田舎町の県立高校で映画部に所属する前田涼也は、クラスの中では静かで目立たない、最下層に位置する存在。監督作品がコンクールで表彰されても、クラスメイトには相手にしてもらえなかった。そんなある日、バレー部のキャプテンを務める桐島が突然部活を辞めたことをきっかけに、各部やクラスの人間関係に徐々に歪みが広がりはじめ、それまで存在していた校内のヒエラルキーが崩壊していく。【引用元:映画.com】

【感想】

★4.9/5.0 (以下filmarksへの投稿に加筆修正を加えたものです)

だいすき!!!
この映画、本当に好きです。

ストーリーはとてもシンプル。とある高校のバレー部員であり万能スターな”桐島”が部活を辞めることになる。そして彼を取り巻く周囲の生徒がザワつく。ただそれだけ。あまり大きな変化は起きません。

◆大好きポイント◆
  1. 青春ドラマである。
  2. 群像劇である。
  3. 同じシーンを別の視点で描く他視点映像の手法を使っている。
  4. 日常系であり映画的な事件は起きない。
  5. メガネ男子が映画部である。

もう、もうこれだけ大好きなポイントが所狭しと詰め込まれていたらそれはもう大好きな映画になること間違いなしですよ!!!

そして、

◆泣いたポイント◆
  1. 映画部の前田くんがクラスメイトの女子に嬉しげにタランティーノ好き?等聞くシーン。
    これ気持ちが分かりすぎて辛い。絶対同じ映画を観てるクラスメイトなんかいないって思ってて出会ったら、そりゃあ嬉しいし語りたいし仲良くなりたいし好きにもなるよね!!
  2. ラストの屋上での菊池くんと前田くんの掛け合いシーン
    本来混じり合う筈のない、別の世界で生きる2人が対面して、カメラのレンズを通して心を見透かされたような気持ちになったであろう菊池くんが顔を歪ませ「俺はいいから…」と言う。ヒエラルキー頂点と底辺の逆転劇でもあり、小さな価値観の崩壊のシーンでもある。こんな繊細でリアルで綺麗で切ないシーン他にありますかね!?もう、号泣。号泣。

 

(C)2012「桐島」映画部 (C)朝井リョウ/集英社【画像元:映画.com】

桐島の”不在”が描き出すもの。

この映画は、高校生達の心の中までも見えてしまいそうなくらい丁寧で、リアルに描かれていて凄いんです。
話の中心にいる”桐島”は実はその本来見えてない部分を描く為の小道具にしか過ぎないのに、その”桐島”をタイトルに持ってくるセンスも凄い。映画の内容を的確に表してる。

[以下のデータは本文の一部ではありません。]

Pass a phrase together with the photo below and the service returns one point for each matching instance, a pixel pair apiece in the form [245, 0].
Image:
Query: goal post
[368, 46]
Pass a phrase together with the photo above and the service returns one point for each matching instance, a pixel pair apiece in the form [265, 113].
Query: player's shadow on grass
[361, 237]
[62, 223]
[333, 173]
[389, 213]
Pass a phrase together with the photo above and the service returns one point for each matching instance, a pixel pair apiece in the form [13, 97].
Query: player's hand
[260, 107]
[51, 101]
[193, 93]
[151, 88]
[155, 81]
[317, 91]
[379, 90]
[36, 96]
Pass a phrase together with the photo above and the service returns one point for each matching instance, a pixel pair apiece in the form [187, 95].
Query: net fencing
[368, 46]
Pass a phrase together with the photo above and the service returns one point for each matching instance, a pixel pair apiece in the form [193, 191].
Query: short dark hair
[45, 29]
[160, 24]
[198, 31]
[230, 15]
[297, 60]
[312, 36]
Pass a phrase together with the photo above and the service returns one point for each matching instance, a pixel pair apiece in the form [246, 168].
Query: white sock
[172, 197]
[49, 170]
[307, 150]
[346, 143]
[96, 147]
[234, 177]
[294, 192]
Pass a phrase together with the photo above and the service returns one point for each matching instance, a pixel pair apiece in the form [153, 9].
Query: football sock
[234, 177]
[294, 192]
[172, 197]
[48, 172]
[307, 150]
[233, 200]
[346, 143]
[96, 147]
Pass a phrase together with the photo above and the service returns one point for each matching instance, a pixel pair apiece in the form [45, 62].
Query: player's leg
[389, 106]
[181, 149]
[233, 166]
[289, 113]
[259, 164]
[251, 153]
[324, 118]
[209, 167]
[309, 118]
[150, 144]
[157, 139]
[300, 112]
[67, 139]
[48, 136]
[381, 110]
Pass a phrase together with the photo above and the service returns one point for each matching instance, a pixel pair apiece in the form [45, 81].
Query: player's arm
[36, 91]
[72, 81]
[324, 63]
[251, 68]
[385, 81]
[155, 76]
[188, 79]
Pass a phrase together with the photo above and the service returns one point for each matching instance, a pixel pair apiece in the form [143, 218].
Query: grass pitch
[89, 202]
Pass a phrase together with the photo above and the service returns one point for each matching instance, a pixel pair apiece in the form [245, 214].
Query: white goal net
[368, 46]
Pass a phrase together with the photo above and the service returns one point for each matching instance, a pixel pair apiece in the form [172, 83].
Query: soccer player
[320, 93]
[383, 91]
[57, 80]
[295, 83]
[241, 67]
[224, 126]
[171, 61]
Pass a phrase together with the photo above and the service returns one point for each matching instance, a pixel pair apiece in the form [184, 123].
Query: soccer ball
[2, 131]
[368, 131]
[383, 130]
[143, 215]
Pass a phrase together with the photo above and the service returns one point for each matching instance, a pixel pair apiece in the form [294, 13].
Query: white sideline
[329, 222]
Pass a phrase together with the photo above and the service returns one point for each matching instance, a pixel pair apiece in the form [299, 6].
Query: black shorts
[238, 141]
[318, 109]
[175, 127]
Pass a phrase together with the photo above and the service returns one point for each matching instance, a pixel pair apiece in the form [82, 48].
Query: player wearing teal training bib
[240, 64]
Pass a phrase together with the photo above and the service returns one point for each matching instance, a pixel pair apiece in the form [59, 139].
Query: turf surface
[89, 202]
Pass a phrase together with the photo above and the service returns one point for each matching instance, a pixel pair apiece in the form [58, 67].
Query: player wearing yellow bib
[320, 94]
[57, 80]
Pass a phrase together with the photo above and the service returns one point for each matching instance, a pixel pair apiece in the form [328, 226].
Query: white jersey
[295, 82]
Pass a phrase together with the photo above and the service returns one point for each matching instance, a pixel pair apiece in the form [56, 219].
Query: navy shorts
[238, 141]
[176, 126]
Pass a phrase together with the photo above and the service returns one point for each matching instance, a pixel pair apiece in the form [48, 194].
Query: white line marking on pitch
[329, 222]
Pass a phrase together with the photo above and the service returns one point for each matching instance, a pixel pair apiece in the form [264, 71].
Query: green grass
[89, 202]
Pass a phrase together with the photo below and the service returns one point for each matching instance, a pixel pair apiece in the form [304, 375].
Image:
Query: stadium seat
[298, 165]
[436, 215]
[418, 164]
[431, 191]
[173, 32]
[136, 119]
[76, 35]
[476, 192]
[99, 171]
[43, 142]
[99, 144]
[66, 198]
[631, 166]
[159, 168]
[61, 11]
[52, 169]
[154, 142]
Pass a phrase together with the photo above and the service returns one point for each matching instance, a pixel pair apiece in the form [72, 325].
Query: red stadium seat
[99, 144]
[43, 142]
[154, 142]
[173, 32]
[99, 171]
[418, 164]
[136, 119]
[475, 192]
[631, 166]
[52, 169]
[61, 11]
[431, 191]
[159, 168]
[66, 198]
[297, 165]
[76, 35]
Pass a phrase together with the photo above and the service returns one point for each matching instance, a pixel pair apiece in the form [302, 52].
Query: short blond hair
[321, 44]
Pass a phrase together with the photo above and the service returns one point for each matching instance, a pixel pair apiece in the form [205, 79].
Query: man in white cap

高校のスクールカーストで言うところの上位の子達って、普段はきっとそこまで自分の内面を表に出さないしある意味で自分の立ち位置を演じてるんですよね。それは自分自身でも気付いてなかったりすると思う。
そこで、スターな”桐島”がいなくなって初めて、取り巻きだった自分達の姿が見えるようになる。彼女なのに、少しも知らない。親友なのに、何も聞かされていない。そんな状況になって初めて、今までの生活の中でのアイデンティティーが崩れ始め、本当の自分が見えてくる。ついでに周りのことも、見え始める。それは”桐島”とは直接関わらない生徒にも、波紋のように影響を及ぼしていく(人は何かしらの形で関わり合い影響し合っているものなんだと気付かされます)。
そして上でも書いたけれど、普通に生きていたら絶対に交わらない世界の子にも目がいくようになって、交わる、それをきっかけに自分の世界(視野)が広がっていく

まとめ

「この世界で戦っていかなければいけない」
と言った映画部の前田くんも、自分自身の力で、菊池くんに勝った(と私は思う)。今までの生活では考えられないような成長をあの映画の中でしたんだと思います。

エンタメ的な大事件は起こらない話だけど、でも間違いなく登場人物たちは変化し、成長し、何かに気付く、乗り越えていく。
こんな短い尺の中でこれだけ沢山のドラマがうまく絡み合って個々の心情が表現されていく…。
撮り方も俳優も脚本も全部、ほぼ完璧。素晴らしすぎた。全てが、好みすぎました。

最期にもう一度。だいすき。大好き!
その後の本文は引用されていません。